In an hourlong question-and-answer session, the commissioners fired fastball questions directly at the candidates – the first one being about same-gender marriage.
Jeff Krehbiel, a teaching elder from National Capital Presbytery, said he is pastor of a church in the District of Columbia, a jurisdiction where same-gender marriage is legal. A candidate for ordination from his congregation is in a same-gender relationship and plans to marry next summer.
“I can preside over her ordination service, but not her wedding service,’ Krehbiel said, asking the candidates for their views on that issue.
Distinctions were immediate.
Branson described the issue as “the elephant in the room” and a matter of “how far can we trust each other.” Krummel said she would want to turn to scriptural authority and to hear from the commissioners, because “we have not prayed together about this topic yet. We have not discussed it.”

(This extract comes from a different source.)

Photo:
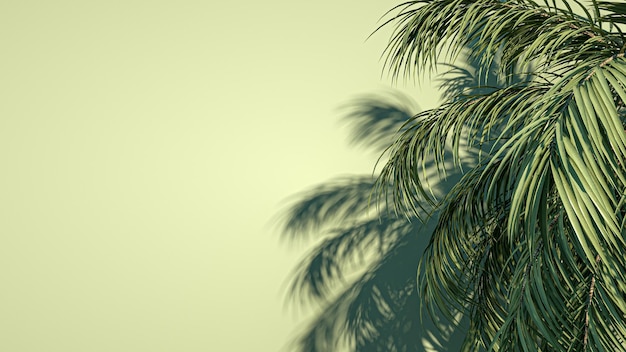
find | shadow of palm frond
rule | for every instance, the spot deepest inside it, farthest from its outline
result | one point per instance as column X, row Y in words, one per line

Austell said the issue directly affects people he knows and cares about – “people I love, people in my church. “ He also said, “God’s word has convinced me that God desires marriage for a man and a woman,” even though his pastor’s heart urges him to be “weeping with those whose hearts break at that news.”
To some extent, Presa answered the question about two weeks ago.
His vice-moderatorial candidate, teaching elder Tara Spuhler McCabe, made headlines when she acknowledged that in April she had signed the marriage license of two women who married in the District of Columbia and at whose ceremony she had officiated. Presa issued a statement saying that he and McCabe disagree on that issue, but that they could model for the PC(USA) a way to work together despite theological disagreements.
The assembly will vote July 1 on McCabe’s election.